Cresco Labs: Stifel Raises Price Target To $21.50 Following Bluma Acquisition

Yesterday morning, it was announced that Cresco Labs (CSE: CL) is entering Florida with its acquisition of Bluma Wellness (CSE: BWEL.u) in an all-share transaction. The transaction will see shareholders receive 0.0859 Cresco Labs share for every Bluma share held at the time of closing. The transaction valued Bluma at U$213 million. Bluma’s shares jumped as high as +30% on the day but ended up 13.5% at $1.01.

Cresco Labs currently has 14 analysts covering the company with a weighted 12-month price target of C$18.20. This is up from the average before the results, which was C$16.49. Three analysts have strong buys, 11 analysts have buy ratings, and one analyst has a hold rating.

Stifel-GMP’s analyst Andrew Partheniou raised their 12-month price target on Cresco Labs from C$20 to C$21.50 off the back of this acquisition. He sees this acquisition as an overall positive, even though Cresco Labs offered a premium valuation for their entry. He justifies the raise by stating, “we note the attractiveness of the FL market matched with the strong base of BWEL’s business, CL’s expertise in large and rapid production expansions and its more favourable access to capital.”

Partheniou estimates Bluma’s market share to be 2% and their revenue run rate to be between U$25-U$28 million based on the fourth-quarter sales volume being similar in size to their third quarter. This would put the acquisition at 8x last quarter annualized. He also speaks very highly of Bluma, and writes, “However, due to the company’s reputation for premium flower, its stores impressively stand as the 2nd most productive in the state for flower and 4th overall as of Q4/20. “

Management has indicated that they expect Florida will be added to its core portfolio and that it could be another focus market. Bluma had outlined for an additional 120,000 sq feet of production expansion, but Partheniou writes, “we believe a much larger expansion could be possible and necessary to effectively compete against its more mature peers in the state that have 4-5x BWEL’s sales volumes (ex. TRUL).”

The last thing Partheniou writes about is that Cresco will most likely come and right Bluma’s recent wrongs. In their third-quarter financials, Bluma had to write off a significant portion of inventory/biological assets, roughly 25%. The company also guided for a slower retail store rollout and had their COO resign.
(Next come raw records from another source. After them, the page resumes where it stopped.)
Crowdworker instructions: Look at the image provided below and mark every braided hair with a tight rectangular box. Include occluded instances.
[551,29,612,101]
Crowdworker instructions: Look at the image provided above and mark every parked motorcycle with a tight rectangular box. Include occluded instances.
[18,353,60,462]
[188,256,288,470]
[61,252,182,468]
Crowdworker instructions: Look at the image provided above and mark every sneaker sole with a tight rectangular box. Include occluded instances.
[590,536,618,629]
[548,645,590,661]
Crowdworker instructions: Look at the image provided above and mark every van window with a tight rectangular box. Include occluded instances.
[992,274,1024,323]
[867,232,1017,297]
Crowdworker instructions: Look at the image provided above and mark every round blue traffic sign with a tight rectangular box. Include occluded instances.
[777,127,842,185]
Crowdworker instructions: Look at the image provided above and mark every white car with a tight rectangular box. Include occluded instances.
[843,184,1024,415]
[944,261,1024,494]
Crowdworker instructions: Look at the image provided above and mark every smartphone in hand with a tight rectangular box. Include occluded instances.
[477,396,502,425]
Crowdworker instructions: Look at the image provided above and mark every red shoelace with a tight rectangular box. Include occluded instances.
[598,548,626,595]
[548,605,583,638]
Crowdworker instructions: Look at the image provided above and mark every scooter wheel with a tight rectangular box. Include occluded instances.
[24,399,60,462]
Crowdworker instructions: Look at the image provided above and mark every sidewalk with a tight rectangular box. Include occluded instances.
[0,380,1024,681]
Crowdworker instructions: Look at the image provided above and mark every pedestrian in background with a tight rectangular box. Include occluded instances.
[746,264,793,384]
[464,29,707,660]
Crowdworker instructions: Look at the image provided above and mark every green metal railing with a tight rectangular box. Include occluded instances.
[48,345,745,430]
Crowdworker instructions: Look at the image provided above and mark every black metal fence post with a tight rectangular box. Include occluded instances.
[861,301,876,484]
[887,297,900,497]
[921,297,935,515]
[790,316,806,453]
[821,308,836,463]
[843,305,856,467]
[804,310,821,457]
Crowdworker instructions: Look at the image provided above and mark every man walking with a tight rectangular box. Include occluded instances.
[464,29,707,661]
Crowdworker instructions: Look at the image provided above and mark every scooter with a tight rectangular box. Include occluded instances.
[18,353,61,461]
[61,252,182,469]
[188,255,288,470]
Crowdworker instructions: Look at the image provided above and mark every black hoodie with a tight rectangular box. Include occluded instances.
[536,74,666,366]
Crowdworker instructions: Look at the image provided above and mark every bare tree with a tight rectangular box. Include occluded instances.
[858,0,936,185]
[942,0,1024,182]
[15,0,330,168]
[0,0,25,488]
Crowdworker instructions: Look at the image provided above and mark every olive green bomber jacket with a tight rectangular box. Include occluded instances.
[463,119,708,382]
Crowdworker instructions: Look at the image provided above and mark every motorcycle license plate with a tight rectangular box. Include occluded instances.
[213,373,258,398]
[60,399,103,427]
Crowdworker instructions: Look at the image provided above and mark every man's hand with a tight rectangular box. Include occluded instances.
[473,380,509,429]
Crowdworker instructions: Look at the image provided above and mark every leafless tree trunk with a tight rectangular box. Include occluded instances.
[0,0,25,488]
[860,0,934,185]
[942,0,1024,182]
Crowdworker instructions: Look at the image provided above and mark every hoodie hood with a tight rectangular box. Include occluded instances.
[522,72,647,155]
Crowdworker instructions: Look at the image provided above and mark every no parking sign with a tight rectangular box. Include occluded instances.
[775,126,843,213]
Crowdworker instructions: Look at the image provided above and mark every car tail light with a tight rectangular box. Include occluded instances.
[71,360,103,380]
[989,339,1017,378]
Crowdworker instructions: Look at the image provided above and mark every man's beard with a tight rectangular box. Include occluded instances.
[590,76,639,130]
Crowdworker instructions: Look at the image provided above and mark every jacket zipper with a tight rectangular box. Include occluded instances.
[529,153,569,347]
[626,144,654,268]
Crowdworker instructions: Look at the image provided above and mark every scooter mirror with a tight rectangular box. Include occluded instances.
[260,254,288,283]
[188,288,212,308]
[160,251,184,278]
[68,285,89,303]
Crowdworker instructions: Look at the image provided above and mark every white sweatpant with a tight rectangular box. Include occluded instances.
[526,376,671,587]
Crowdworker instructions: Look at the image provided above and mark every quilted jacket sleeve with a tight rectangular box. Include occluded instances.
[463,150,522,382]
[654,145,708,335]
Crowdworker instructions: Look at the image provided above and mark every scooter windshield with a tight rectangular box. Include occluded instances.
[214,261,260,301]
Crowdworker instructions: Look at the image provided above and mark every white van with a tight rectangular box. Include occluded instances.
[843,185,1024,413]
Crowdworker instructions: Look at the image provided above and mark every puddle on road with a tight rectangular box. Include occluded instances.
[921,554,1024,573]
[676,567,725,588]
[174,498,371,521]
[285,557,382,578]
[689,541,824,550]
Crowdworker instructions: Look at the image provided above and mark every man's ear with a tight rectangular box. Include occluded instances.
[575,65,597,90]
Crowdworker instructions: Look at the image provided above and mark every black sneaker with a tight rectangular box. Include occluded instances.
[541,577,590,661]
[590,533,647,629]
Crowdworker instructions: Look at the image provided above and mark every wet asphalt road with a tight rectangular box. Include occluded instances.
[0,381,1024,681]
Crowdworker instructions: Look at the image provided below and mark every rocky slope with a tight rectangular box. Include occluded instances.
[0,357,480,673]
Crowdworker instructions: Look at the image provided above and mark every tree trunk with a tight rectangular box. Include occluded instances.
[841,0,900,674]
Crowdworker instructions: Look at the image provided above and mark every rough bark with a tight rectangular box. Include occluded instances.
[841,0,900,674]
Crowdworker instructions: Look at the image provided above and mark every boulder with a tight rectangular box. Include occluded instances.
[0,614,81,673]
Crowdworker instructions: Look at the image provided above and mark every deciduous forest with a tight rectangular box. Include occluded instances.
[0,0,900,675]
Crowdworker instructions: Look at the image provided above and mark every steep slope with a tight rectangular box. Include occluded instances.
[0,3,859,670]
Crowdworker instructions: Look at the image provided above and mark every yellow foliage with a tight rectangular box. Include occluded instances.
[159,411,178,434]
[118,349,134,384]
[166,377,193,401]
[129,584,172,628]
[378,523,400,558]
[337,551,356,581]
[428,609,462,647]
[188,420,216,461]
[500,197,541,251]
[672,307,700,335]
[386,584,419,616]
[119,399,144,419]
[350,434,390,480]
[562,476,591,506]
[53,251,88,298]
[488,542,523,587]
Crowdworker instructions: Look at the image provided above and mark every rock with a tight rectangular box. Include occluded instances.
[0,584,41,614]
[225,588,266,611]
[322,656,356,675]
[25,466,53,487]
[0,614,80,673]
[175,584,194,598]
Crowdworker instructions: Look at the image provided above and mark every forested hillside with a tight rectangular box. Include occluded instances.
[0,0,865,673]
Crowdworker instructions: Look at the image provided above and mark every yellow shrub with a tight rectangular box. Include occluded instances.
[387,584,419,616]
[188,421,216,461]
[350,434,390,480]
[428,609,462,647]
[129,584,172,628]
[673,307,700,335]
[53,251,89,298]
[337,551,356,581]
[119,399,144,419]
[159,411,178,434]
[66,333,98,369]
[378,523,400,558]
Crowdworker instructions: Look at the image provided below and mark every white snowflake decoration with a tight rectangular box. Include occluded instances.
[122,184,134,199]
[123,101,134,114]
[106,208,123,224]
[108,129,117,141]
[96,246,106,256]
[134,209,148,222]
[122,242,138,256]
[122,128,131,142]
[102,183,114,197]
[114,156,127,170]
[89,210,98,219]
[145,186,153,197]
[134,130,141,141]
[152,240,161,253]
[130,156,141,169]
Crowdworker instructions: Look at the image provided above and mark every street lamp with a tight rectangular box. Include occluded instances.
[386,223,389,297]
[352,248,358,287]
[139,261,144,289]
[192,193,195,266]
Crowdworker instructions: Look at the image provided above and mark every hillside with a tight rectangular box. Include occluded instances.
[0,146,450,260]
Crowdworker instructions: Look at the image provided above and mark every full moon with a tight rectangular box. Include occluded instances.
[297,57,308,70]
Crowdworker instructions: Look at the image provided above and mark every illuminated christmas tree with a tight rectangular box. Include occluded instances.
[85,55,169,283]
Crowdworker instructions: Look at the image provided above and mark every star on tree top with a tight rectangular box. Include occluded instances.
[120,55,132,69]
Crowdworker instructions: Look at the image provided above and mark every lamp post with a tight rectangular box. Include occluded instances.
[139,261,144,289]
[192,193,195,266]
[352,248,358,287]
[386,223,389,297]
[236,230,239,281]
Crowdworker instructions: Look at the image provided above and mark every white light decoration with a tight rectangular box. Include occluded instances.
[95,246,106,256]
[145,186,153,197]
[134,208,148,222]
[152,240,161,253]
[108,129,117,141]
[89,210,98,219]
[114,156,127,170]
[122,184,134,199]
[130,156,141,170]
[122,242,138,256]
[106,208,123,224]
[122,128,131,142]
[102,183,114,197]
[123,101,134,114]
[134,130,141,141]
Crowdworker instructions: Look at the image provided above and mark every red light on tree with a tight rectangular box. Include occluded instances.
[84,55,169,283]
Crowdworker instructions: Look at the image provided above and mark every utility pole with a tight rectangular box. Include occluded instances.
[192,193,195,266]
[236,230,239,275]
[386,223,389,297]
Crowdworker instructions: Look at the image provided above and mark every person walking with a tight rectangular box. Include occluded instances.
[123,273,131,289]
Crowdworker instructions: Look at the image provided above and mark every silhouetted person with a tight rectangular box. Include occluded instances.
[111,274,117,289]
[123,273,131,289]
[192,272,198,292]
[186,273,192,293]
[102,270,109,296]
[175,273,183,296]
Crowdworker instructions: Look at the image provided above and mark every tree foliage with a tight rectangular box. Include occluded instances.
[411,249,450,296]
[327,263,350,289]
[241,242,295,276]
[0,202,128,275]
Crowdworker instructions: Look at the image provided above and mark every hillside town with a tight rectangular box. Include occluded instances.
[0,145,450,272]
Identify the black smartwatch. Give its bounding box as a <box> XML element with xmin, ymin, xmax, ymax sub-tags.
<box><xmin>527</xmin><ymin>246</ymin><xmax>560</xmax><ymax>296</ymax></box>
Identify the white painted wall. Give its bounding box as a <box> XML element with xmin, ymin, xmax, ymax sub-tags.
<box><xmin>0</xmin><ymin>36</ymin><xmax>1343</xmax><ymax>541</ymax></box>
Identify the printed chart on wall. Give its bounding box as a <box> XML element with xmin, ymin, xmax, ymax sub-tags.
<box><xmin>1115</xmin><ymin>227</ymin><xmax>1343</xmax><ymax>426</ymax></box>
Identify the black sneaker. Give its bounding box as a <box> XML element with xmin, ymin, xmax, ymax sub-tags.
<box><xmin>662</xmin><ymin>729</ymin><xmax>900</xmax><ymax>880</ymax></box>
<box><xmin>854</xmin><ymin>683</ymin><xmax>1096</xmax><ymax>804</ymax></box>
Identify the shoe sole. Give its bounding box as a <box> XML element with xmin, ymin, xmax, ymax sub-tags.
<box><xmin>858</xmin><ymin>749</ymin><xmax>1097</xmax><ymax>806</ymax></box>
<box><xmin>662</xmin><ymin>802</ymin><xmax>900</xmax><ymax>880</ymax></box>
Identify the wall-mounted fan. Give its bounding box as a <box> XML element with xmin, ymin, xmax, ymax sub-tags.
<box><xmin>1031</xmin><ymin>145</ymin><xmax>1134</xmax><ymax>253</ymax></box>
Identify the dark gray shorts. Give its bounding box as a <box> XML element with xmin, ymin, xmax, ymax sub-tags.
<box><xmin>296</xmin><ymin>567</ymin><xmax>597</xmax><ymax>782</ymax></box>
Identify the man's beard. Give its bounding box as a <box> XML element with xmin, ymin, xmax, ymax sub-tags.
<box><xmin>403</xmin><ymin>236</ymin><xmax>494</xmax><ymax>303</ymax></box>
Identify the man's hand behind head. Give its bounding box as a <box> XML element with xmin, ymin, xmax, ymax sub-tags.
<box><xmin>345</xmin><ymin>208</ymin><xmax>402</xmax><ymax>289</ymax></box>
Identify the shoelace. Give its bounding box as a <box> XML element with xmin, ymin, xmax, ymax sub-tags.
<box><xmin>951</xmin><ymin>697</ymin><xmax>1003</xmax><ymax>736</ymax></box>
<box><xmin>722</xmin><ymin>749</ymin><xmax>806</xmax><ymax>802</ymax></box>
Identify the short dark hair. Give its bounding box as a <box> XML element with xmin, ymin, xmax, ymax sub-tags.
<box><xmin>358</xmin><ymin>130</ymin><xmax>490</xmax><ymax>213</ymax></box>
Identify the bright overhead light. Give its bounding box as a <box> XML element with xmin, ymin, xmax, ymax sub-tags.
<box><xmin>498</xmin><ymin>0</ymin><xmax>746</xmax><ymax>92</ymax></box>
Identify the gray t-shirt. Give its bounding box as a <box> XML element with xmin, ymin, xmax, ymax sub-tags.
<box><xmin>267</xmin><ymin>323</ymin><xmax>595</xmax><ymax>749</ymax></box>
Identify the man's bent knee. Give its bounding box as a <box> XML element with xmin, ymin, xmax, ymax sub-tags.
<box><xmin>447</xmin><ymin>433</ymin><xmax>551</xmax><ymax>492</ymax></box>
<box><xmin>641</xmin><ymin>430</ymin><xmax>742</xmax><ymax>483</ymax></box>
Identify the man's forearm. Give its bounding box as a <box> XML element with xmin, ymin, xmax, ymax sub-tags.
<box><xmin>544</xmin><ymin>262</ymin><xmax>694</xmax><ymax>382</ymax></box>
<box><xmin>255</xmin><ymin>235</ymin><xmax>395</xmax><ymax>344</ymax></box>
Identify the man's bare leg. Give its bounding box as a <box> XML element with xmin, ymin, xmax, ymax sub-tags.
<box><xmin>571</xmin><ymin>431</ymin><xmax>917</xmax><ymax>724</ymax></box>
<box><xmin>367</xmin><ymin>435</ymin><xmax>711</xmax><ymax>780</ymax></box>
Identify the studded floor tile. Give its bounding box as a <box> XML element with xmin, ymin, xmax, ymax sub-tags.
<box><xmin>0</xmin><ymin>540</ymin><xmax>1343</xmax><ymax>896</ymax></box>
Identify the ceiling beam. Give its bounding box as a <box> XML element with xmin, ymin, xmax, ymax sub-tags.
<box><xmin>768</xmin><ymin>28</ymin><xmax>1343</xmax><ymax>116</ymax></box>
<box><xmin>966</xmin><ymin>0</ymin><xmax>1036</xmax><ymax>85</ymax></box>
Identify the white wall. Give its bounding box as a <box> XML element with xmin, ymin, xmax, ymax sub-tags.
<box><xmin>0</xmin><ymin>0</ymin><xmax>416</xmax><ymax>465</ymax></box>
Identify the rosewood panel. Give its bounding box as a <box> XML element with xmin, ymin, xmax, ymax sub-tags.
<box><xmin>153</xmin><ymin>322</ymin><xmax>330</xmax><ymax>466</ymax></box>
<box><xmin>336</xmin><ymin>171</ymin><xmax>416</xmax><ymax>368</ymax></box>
He believes that there could be some production issues related to the facility that came online in April 2020. He adds, “we believe there may be knowledge synergies to be capitalized on, which could also result in a leaner operating profile, in our view.”

Information for this briefing was found via Sedar and Refinitiv. The author has no securities or affiliations related to this organization. Not a recommendation to buy or sell. Always do additional research and consult a professional before purchasing a security. The author holds no licenses.